El mercado de criptomonedas recibió un fuerte impulso tras la publicación de los nuevos datos de inflación en Estados Unidos. Bitcoin no solo superó la marca de los $65,000, sino que también logró consolidarse por encima de este nivel, demostrando resistencia a la volatilidad. Al momento de redactar este análisis, la primera criptomoneda cotiza cerca de los $65,340, registrando un aumento de aproximadamente el 2% en las últimas 24 horas.

Contexto macroeconómico: la inflación se desacelera, pero persisten los riesgos

El catalizador clave del crecimiento fueron los datos del índice de precios al consumidor (IPC) de Estados Unidos correspondientes a junio. La inflación anual se desaceleró del 4,2% al 3,5%, por debajo del consenso del mercado del 3,8%. Aún más significativa fue la caída del IPC subyacente (Core CPI), que excluye los volátiles precios de alimentos y energía, al descender del 2,9% al 2,6%. En términos mensuales, los precios al consumidor se redujeron un 0,4%, la mayor caída desde abril de 2020. La principal contribución a la desinflación provino del abaratamiento de la energía.

La reacción de Bitcoin fue inmediata: tras la publicación de los datos, el precio se disparó de $62,000 a $64,900 en cuestión de minutos. Ethereum también mostró un sólido crecimiento, sumando más del 4% y alcanzando los $1,933. Sin embargo, según los datos, este repunte tiene un carácter predominantemente especulativo.

Flujo de capital y comportamiento institucional

Tras la publicación de las estadísticas, se observó un aumento en la actividad en el mercado de derivados.

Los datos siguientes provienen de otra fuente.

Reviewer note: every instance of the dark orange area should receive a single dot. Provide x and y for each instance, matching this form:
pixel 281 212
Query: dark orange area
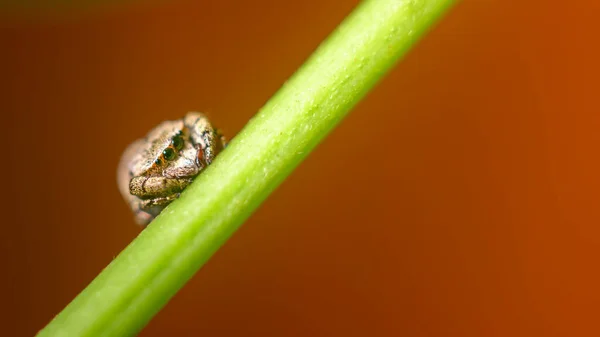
pixel 460 198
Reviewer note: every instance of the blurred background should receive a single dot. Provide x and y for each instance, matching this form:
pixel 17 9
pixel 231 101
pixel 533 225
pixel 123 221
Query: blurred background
pixel 471 209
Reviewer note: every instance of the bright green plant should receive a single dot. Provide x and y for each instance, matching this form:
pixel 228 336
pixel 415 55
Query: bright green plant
pixel 140 281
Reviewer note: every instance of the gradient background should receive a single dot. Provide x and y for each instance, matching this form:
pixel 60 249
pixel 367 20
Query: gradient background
pixel 471 209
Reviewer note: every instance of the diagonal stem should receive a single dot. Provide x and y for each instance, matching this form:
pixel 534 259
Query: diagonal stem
pixel 141 280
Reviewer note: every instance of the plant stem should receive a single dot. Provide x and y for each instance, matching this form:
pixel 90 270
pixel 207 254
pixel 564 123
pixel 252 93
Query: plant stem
pixel 140 281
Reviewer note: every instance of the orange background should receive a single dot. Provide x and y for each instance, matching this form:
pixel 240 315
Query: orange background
pixel 460 198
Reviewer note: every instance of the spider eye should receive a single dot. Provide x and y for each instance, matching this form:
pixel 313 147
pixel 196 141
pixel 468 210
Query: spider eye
pixel 177 142
pixel 169 153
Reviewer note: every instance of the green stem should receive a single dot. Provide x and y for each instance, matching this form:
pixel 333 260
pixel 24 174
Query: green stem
pixel 140 281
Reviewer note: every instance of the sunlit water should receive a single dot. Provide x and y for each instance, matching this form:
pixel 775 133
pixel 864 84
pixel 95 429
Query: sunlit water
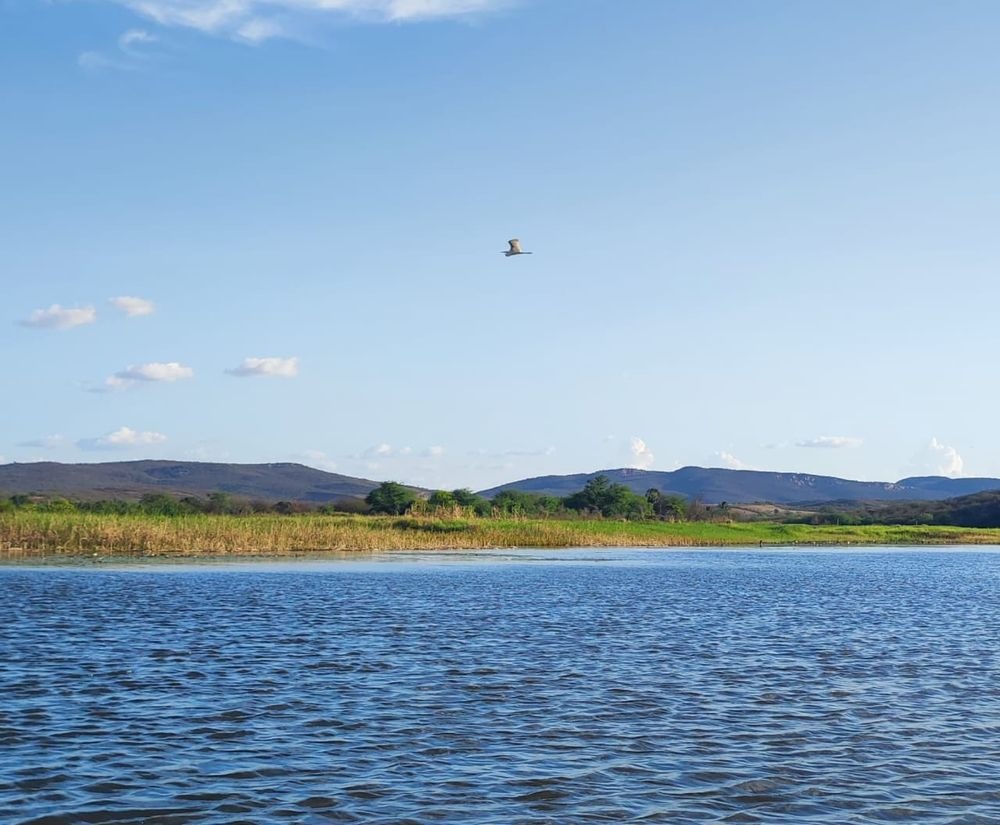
pixel 530 687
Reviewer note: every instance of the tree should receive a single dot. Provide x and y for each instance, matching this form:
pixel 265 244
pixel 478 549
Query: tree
pixel 599 495
pixel 391 498
pixel 670 508
pixel 441 500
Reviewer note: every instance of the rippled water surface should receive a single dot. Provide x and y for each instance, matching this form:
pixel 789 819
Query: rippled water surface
pixel 577 686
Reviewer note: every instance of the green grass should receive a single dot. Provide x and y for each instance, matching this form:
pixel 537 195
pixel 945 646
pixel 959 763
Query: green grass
pixel 26 534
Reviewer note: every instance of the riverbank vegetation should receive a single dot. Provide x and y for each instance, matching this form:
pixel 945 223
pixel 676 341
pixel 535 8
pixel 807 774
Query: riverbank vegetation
pixel 394 518
pixel 28 534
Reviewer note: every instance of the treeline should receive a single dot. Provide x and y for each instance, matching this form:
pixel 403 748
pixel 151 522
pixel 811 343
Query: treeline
pixel 161 504
pixel 600 498
pixel 976 510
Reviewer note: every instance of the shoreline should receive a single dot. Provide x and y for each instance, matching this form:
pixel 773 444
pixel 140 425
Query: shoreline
pixel 26 536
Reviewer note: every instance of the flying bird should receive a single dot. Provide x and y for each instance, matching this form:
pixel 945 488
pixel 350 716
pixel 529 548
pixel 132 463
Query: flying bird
pixel 515 248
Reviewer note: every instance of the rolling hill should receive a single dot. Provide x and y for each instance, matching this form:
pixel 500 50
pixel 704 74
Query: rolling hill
pixel 129 480
pixel 713 486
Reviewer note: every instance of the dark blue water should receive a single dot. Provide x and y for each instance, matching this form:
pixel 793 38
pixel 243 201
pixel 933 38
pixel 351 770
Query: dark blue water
pixel 578 686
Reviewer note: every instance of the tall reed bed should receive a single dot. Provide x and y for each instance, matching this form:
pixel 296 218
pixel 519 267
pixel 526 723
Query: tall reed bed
pixel 31 534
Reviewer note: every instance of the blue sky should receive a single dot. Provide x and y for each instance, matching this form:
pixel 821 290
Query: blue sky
pixel 764 235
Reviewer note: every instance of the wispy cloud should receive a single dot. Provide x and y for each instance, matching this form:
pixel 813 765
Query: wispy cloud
pixel 49 442
pixel 133 307
pixel 155 372
pixel 254 21
pixel 58 317
pixel 272 367
pixel 830 442
pixel 940 459
pixel 731 462
pixel 319 460
pixel 130 40
pixel 642 457
pixel 128 56
pixel 380 451
pixel 124 438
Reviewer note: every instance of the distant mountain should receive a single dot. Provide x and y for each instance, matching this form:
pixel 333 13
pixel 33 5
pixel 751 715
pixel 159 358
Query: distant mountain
pixel 713 486
pixel 131 479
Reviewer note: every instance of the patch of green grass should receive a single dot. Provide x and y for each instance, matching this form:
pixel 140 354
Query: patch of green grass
pixel 26 534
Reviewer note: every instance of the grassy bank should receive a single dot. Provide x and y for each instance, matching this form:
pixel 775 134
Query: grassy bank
pixel 32 534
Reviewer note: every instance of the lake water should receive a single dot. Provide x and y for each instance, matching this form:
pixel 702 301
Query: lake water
pixel 515 687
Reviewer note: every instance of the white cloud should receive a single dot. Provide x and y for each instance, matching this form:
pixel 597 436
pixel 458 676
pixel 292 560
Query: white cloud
pixel 642 456
pixel 49 442
pixel 830 442
pixel 132 306
pixel 274 367
pixel 731 462
pixel 940 459
pixel 135 37
pixel 319 460
pixel 123 438
pixel 156 372
pixel 130 54
pixel 57 317
pixel 254 21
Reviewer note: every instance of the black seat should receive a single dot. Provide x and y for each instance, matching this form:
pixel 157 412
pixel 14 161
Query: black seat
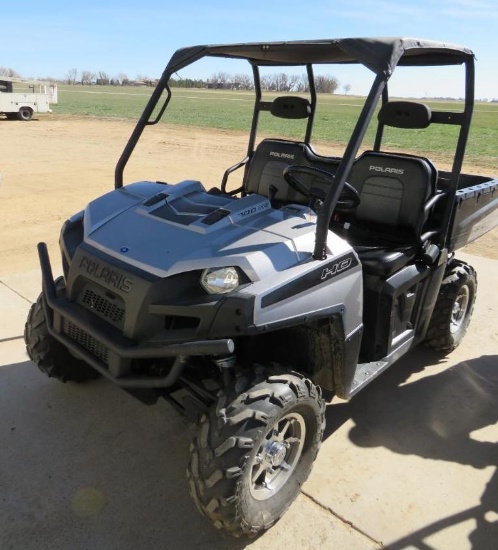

Según datos de analistas, en la primera hora posterior al anuncio, el volumen de compras en Binance alcanzó los $1,200 millones, en OKX los $23,6 millones y en Deribit los $15 millones. Esto sugiere que los grandes actores aprovecharon el momento para realizar especulaciones a corto plazo. No obstante, aún no se ha formado una tendencia sostenida: el movimiento del precio sigue dependiendo del contexto noticioso y de la alta volatilidad.

El interés institucional también se confirma con los datos de los ETF al contado. El 14 de julio, la entrada neta en los fondos de Bitcoin fue de $181 millones, y la mayor parte ($139 millones) correspondió al IBIT de BlackRock. Esto ocurrió después de una salida de $425 millones el día anterior, lo que indica que el sentimiento entre los inversores institucionales sigue siendo inestable. Los ETF de Ethereum atrajeron $58,34 millones, exclusivamente gracias al producto de BlackRock, mientras que el resto de los fondos mostraron una dinámica nula.

Retórica de la Reserva Federal: cautela sin señales de recorte de tasas

La intervención del nuevo presidente de la Reserva Federal, Kevin Warsh, ante el comité de la Cámara de Representantes añadió cautela. Señaló que la inteligencia artificial podría actuar como un factor desinflacionario, pero el regulador aún no está listo para declarar la victoria sobre la inflación. Warsh subrayó: «Algunos podrían mirar los datos de hoy y decir: “Misión cumplida, todo está bien”. Yo no lo creo». Esta declaración redujo la probabilidad de una subida de la tasa de interés clave en la reunión del 28 al 29 de julio del 42% al 12,3%, pero no proporcionó señales claras al mercado sobre un posible alivio de la política monetaria.

Opinión de experto de Cryptalist: La situación actual recuerda a un «juego del gato y el ratón» entre el mercado y la Reserva Federal. La inflación se desacelera más rápido de lo esperado, pero el regulador continúa manteniendo una retórica agresiva, temiendo un relajamiento prematuro. Para Bitcoin, esto significa que es probable que se produzcan repuntes a corto plazo, pero para un crecimiento sostenido por encima de los $65,000–$67,000 se necesitan señales más claras de recortes de tasas o de la reanudación de la flexibilización cuantitativa (QE). Los inversores deben mantener la cautela y no dejarse llevar por la euforia de un solo informe del IPC.